The authors agree and thank the reviewer for the remark. The authors have made the changes in the text.

 

 

Results:

5. Table 1: There is a typo regarding smell in the CRSwNP column: “SD 1,7” should be “SD 1.7”

 

The authors agree and thank the reviewer for the remark. The authors have made the changes in the text.

 

 

6. Table 1 legend: Shouldn’t it be “Lund Mackay Score” instead of “Lund MacKay Score”?

 

The authors agree and thank the reviewer for the remark. The authors have made the changes in the text.

 

Materials and Methods:

7. Line 333-337: This sentence is incomplete: “As well as computer…Slovenian SNOT-22 score.”

 

The authors agree and thank the reviewer for the remark. The authors have made the changes in the text.

 

 

8. Figure 5: My concern is that the exclusion of patients due to inadequate quality and quantity of RNA is incredibly high. E.g., in the CRSsNP group, 17 patients had to be removed out of 28 samples individuals, resulting in only 11 valid data points.

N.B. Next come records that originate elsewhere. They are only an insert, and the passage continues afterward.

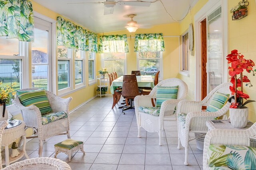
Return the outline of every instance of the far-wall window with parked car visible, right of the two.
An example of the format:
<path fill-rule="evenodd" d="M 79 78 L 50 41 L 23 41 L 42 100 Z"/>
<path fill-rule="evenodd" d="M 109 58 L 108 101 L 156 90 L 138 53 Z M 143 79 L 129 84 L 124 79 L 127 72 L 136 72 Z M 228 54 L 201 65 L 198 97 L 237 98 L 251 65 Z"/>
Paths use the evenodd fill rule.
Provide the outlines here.
<path fill-rule="evenodd" d="M 145 51 L 137 52 L 137 68 L 141 75 L 150 75 L 154 78 L 156 72 L 162 68 L 162 52 Z M 160 71 L 159 78 L 162 78 Z"/>

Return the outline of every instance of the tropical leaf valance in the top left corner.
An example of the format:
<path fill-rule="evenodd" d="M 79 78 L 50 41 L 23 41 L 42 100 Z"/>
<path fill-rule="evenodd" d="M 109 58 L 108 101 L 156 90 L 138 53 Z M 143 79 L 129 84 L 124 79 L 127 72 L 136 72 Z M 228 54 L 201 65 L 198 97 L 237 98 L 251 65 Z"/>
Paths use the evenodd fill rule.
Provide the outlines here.
<path fill-rule="evenodd" d="M 34 41 L 34 15 L 28 0 L 0 0 L 0 36 Z"/>

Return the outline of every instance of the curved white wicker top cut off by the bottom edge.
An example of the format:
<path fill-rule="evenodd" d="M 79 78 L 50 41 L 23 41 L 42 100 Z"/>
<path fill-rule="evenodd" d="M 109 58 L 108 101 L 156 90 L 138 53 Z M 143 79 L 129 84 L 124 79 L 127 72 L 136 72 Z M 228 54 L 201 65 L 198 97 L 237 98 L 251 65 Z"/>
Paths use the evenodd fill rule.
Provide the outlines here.
<path fill-rule="evenodd" d="M 62 160 L 42 157 L 22 160 L 2 170 L 71 170 L 71 168 Z"/>

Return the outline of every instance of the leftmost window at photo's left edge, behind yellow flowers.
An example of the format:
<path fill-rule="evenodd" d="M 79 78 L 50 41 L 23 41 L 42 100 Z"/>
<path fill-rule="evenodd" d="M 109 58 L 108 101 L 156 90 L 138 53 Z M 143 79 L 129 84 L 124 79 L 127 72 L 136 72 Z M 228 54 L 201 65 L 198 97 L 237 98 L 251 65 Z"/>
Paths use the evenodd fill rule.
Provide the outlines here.
<path fill-rule="evenodd" d="M 2 82 L 2 87 L 9 85 L 14 90 L 22 88 L 24 59 L 24 42 L 0 37 L 0 82 Z M 14 82 L 16 85 L 13 85 Z"/>

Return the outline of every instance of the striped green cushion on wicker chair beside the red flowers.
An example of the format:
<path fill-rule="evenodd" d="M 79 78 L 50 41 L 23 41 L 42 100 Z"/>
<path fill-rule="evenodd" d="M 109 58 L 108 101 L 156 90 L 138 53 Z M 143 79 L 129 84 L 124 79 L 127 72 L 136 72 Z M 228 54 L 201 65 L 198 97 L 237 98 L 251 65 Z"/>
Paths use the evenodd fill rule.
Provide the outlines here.
<path fill-rule="evenodd" d="M 226 102 L 228 101 L 229 94 L 223 94 L 220 92 L 216 92 L 210 101 L 210 104 L 207 106 L 206 111 L 214 112 L 221 109 Z"/>

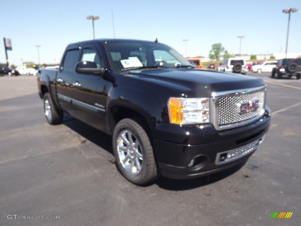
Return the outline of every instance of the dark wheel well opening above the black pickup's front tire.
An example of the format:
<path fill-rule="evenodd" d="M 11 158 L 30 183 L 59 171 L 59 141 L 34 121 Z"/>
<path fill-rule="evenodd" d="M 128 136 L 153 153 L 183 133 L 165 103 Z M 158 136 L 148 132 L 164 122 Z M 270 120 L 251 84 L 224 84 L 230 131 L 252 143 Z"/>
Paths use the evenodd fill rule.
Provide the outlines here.
<path fill-rule="evenodd" d="M 138 119 L 138 123 L 144 128 L 144 130 L 146 130 L 146 132 L 149 132 L 148 123 L 140 113 L 138 113 L 133 109 L 126 108 L 123 106 L 113 106 L 110 109 L 110 115 L 109 115 L 109 127 L 110 127 L 111 134 L 113 134 L 116 124 L 124 118 Z"/>

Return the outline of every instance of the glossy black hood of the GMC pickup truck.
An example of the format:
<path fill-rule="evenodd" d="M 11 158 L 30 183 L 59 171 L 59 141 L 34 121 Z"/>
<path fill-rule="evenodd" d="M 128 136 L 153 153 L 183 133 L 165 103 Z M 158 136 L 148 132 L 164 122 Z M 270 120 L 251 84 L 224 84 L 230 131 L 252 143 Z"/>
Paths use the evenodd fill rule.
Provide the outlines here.
<path fill-rule="evenodd" d="M 157 82 L 164 81 L 165 84 L 167 82 L 169 86 L 182 89 L 182 91 L 206 89 L 207 94 L 265 85 L 262 79 L 246 75 L 186 68 L 136 70 L 129 71 L 127 75 Z"/>

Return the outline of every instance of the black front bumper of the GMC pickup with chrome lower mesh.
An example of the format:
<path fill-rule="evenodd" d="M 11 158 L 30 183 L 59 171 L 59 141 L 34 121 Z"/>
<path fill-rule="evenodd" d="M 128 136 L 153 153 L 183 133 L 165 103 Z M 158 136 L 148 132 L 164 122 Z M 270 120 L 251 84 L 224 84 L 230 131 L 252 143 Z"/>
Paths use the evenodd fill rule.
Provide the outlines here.
<path fill-rule="evenodd" d="M 266 107 L 265 115 L 258 121 L 231 130 L 217 131 L 211 125 L 203 129 L 171 129 L 168 140 L 154 139 L 154 150 L 162 175 L 189 179 L 223 171 L 246 161 L 267 134 L 270 116 L 271 111 Z M 243 152 L 233 160 L 223 160 L 227 154 L 231 156 L 239 150 Z M 229 151 L 231 153 L 227 153 Z M 194 165 L 188 167 L 194 158 Z"/>

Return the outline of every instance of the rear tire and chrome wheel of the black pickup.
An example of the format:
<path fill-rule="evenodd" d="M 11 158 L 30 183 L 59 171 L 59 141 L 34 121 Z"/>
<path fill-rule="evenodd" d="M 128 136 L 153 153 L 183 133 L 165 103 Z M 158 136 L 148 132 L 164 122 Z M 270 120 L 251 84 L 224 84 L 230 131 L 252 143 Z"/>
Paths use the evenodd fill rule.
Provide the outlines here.
<path fill-rule="evenodd" d="M 49 124 L 57 125 L 62 123 L 63 111 L 55 108 L 49 93 L 44 95 L 44 112 Z"/>

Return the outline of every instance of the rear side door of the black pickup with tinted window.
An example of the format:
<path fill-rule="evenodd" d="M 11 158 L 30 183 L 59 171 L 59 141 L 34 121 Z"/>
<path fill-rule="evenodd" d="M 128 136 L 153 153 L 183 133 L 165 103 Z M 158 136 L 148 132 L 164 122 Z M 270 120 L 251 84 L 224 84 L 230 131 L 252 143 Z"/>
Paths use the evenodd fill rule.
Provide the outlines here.
<path fill-rule="evenodd" d="M 79 61 L 79 51 L 77 47 L 68 48 L 63 57 L 63 64 L 59 68 L 56 77 L 57 99 L 61 108 L 72 115 L 72 88 L 75 64 Z"/>

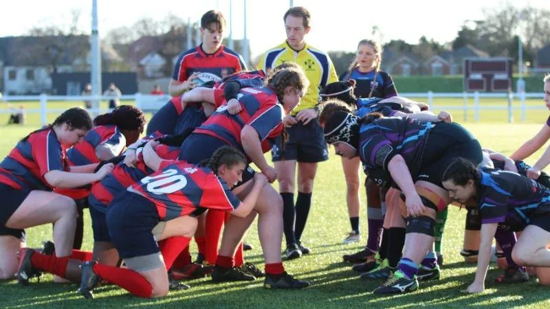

As this is fresh tissue that is being processed, I would expect a much higher success rate.

 

The authors agree with the reviewer about the fail rate of tissue specimens with adequate RNA quality and quantity. We addressed the concern further as one of the valid study limitations.

Round 2

Reviewer 1 Report

I think that authors have well corrected the issues reviewer indicated. 

 

Reviewer 2 Report

The authors have adequately addressed all my comments.